Dans une situation de monopole le consommateur a deux options : soit il achète le produit, soit il ne l’achète pas.  Dans le premier cas, il accepterait une diminution de bien-être car le monopole vend une quantité faible à un prix fort. Il n’y a que les consommateurs avec un consentement supérieur au prix du monopole qui pourront consommer le bien. Donc les nouveaux tarifs de la Digicel pourraient exclure une catégorie de consommateurs du service « MonCash. » Et ceux qui continuent de consommer le service paieront plus cher que s’ils étaient dans une situation dans laquelle il y avait plusieurs offreurs. Ce qui fait qu’on critique au monopole son caractère inefficient.

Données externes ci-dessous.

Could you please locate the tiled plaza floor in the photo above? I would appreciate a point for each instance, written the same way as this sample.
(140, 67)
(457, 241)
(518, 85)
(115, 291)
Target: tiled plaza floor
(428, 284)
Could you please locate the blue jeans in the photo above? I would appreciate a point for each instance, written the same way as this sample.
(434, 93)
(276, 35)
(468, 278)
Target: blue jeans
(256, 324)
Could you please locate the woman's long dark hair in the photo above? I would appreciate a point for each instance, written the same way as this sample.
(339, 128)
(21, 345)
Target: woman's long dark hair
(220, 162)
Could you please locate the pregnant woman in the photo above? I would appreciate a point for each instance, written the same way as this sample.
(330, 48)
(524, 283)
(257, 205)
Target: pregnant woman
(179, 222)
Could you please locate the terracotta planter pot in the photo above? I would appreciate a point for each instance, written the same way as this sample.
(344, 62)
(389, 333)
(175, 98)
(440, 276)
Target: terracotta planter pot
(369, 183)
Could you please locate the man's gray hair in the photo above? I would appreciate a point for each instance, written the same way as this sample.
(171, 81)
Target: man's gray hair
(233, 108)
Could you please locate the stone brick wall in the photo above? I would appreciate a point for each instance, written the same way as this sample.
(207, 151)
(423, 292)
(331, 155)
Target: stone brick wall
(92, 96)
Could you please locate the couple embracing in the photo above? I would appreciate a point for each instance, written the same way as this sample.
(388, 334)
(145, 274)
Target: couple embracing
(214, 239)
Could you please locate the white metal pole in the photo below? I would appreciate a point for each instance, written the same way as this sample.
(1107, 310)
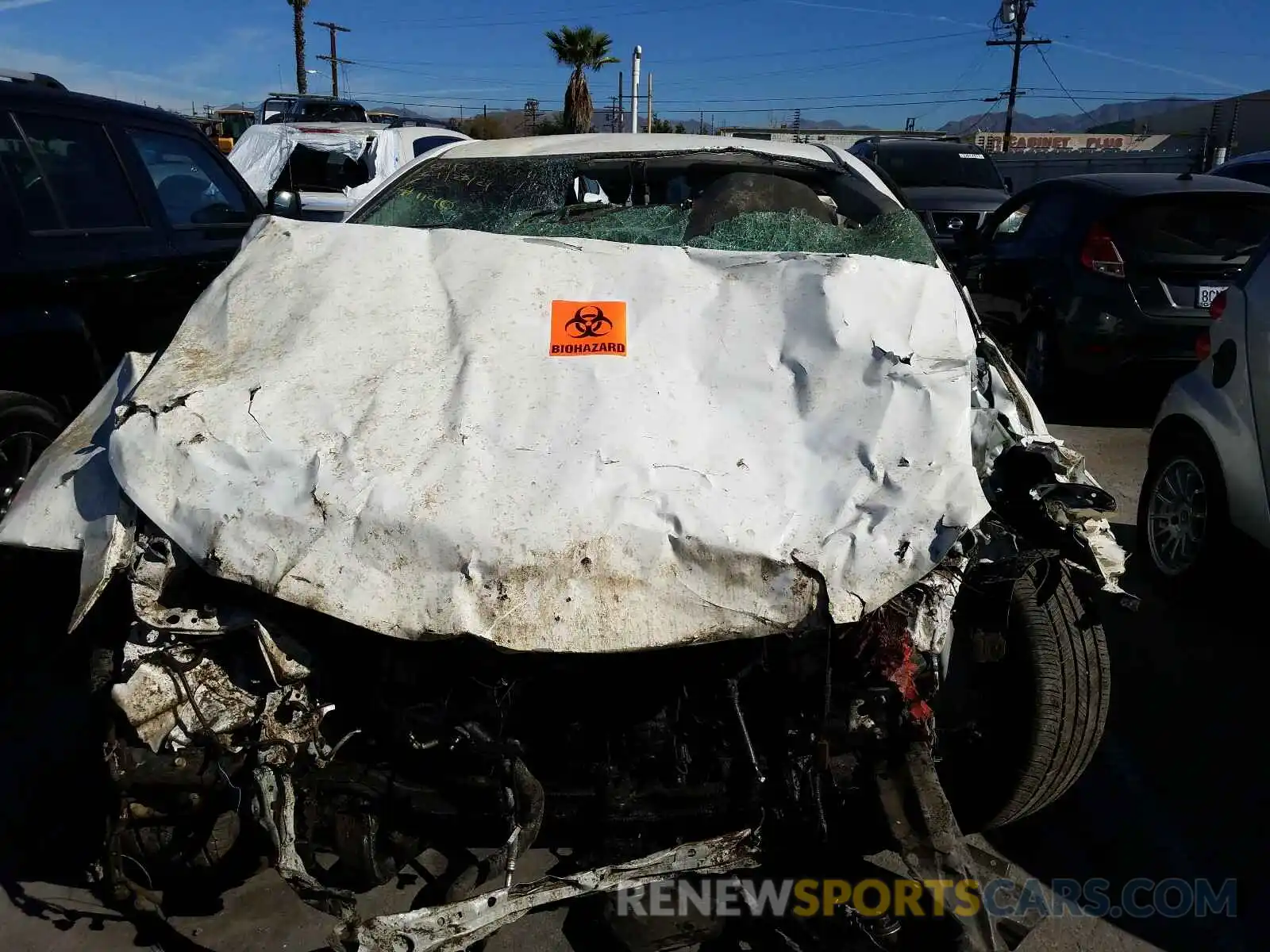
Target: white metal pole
(639, 55)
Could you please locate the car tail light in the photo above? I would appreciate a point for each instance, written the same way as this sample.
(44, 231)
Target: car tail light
(1218, 308)
(1100, 254)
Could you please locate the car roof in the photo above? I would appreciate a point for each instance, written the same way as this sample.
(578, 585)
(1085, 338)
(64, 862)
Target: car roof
(1250, 159)
(619, 143)
(25, 95)
(925, 143)
(1138, 184)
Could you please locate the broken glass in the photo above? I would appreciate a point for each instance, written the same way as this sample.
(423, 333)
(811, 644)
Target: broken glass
(533, 197)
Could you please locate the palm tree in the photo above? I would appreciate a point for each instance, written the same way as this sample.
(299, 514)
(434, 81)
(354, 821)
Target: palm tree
(298, 6)
(582, 48)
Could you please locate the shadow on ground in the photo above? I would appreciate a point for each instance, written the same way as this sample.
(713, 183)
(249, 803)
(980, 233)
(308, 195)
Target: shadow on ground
(1130, 401)
(1176, 790)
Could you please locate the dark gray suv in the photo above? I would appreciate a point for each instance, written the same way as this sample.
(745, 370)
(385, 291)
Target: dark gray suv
(950, 184)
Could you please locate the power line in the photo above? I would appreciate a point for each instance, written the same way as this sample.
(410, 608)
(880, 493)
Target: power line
(482, 23)
(336, 63)
(1045, 60)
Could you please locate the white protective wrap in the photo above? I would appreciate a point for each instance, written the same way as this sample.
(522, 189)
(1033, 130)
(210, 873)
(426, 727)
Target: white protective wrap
(366, 420)
(393, 149)
(262, 152)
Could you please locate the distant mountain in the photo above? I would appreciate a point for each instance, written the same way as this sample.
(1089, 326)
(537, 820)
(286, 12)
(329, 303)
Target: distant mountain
(1068, 122)
(403, 112)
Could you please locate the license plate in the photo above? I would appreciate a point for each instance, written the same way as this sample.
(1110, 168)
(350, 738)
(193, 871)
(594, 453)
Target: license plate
(1206, 295)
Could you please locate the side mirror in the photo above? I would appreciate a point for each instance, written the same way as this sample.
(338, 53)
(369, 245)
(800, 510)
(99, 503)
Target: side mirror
(967, 240)
(285, 205)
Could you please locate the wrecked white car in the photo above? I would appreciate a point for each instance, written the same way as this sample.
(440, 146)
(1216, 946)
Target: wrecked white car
(660, 498)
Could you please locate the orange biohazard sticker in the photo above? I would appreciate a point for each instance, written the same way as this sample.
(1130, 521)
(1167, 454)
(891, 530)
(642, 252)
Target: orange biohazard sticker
(584, 328)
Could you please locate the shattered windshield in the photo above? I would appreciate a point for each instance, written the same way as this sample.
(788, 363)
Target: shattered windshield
(700, 201)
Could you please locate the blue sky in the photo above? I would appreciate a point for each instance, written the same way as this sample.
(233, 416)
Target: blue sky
(742, 61)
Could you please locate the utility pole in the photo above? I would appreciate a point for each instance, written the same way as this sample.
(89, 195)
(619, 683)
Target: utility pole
(635, 57)
(334, 56)
(622, 106)
(1014, 19)
(651, 102)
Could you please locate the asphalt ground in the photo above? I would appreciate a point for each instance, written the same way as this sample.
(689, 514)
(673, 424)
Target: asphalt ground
(1176, 790)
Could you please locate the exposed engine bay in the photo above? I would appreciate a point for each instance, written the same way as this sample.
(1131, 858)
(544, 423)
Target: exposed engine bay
(234, 710)
(686, 611)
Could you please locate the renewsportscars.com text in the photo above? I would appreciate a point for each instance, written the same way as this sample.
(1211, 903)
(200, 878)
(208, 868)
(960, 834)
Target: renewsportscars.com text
(1138, 898)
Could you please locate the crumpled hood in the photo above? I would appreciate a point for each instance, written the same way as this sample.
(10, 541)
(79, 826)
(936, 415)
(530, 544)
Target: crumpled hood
(370, 422)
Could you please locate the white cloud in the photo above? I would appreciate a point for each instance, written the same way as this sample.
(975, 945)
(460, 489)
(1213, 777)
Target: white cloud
(200, 79)
(931, 17)
(19, 4)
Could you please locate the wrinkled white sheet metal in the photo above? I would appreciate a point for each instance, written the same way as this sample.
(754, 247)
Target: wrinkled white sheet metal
(366, 420)
(394, 149)
(262, 152)
(71, 501)
(456, 926)
(70, 494)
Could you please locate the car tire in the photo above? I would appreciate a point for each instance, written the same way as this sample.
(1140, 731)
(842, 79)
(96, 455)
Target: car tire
(1184, 480)
(27, 427)
(1038, 363)
(1041, 704)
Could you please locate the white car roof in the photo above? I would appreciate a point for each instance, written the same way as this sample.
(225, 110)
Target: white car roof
(592, 144)
(626, 144)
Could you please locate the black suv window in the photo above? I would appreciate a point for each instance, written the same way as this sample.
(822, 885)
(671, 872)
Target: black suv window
(17, 165)
(1257, 173)
(78, 164)
(192, 187)
(949, 167)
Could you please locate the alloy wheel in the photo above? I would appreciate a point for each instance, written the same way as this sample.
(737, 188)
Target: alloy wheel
(1178, 517)
(1035, 361)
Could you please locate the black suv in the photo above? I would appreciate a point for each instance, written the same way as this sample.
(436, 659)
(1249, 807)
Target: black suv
(114, 219)
(950, 184)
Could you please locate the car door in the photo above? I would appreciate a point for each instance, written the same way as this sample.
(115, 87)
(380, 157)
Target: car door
(1257, 296)
(88, 245)
(203, 206)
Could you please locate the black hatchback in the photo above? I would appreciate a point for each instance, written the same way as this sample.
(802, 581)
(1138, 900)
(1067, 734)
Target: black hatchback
(1098, 276)
(114, 220)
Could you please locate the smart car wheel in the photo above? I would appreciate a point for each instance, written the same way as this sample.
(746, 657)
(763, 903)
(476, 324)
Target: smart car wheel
(1181, 511)
(27, 427)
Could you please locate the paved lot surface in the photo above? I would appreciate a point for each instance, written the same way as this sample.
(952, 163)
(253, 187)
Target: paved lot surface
(1175, 790)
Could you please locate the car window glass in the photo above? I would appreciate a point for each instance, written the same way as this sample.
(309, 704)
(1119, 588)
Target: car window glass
(760, 211)
(926, 167)
(192, 187)
(1254, 173)
(17, 165)
(1009, 228)
(83, 171)
(1045, 221)
(425, 144)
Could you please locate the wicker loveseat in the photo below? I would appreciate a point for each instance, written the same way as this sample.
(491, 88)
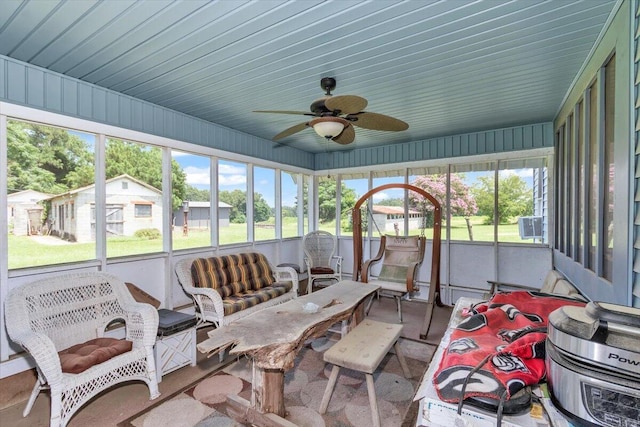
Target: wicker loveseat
(61, 321)
(227, 287)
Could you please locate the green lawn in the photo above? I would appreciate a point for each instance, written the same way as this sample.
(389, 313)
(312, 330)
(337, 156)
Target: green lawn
(29, 251)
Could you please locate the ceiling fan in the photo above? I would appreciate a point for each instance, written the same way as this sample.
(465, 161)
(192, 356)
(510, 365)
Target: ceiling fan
(335, 116)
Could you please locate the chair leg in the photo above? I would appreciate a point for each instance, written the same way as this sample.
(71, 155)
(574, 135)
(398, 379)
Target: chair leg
(375, 415)
(398, 302)
(369, 304)
(329, 390)
(37, 388)
(402, 360)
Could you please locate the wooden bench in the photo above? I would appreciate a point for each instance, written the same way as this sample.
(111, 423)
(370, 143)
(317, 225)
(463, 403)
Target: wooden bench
(362, 350)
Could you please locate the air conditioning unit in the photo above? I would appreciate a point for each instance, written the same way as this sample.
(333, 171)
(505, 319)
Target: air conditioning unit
(530, 227)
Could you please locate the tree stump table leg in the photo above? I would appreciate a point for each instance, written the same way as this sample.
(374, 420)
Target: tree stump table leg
(267, 395)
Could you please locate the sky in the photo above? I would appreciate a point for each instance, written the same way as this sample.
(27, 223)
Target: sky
(233, 176)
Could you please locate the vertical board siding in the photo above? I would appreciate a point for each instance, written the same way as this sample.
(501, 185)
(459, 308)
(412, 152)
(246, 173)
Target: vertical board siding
(32, 86)
(487, 142)
(53, 92)
(635, 294)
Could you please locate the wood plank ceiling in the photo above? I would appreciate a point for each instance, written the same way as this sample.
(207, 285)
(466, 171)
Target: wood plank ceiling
(444, 67)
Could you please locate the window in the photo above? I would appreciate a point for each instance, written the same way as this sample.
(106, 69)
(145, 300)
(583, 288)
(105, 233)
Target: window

Car il ne permet pas une accumulation de richesse.

Dans le second cas, le consommateur doit pouvoir trouver un bien substituable qui saura satisfaire le même besoin. Si celui-ci n’est pas disponible sur le marché, il est de la responsabilité de l’État de prendre les mesures nécessaires.

Lors des manifestations, la population critiquait la passivité de l’État qui est l’organe compétent pour apporter une solution lorsqu’un tel cas se présente. Pour empêcher une augmentation exagérée des prix, l’État doit : soit jouer son rôle de régulateur en fixant un tarif plafond permettant à l’entreprise de ne pas dépasser un certain niveau de rentabilité, soit produire le même produit que le monopoleur ou nationaliser l’entreprise ou le service en question, ou subventionner un potentiel concurrent afin que celui-ci puisse faire face aux barrières de coûts à l’entrée sur le marché de façon à faciliter la concurrence. Il semble que l’État haïtien s’est tu face aux nouveaux dispositifs tarifaires de la Digicel qui enveniment la colère d’une population déjà enlisé dans une crise sociopolitique chronique.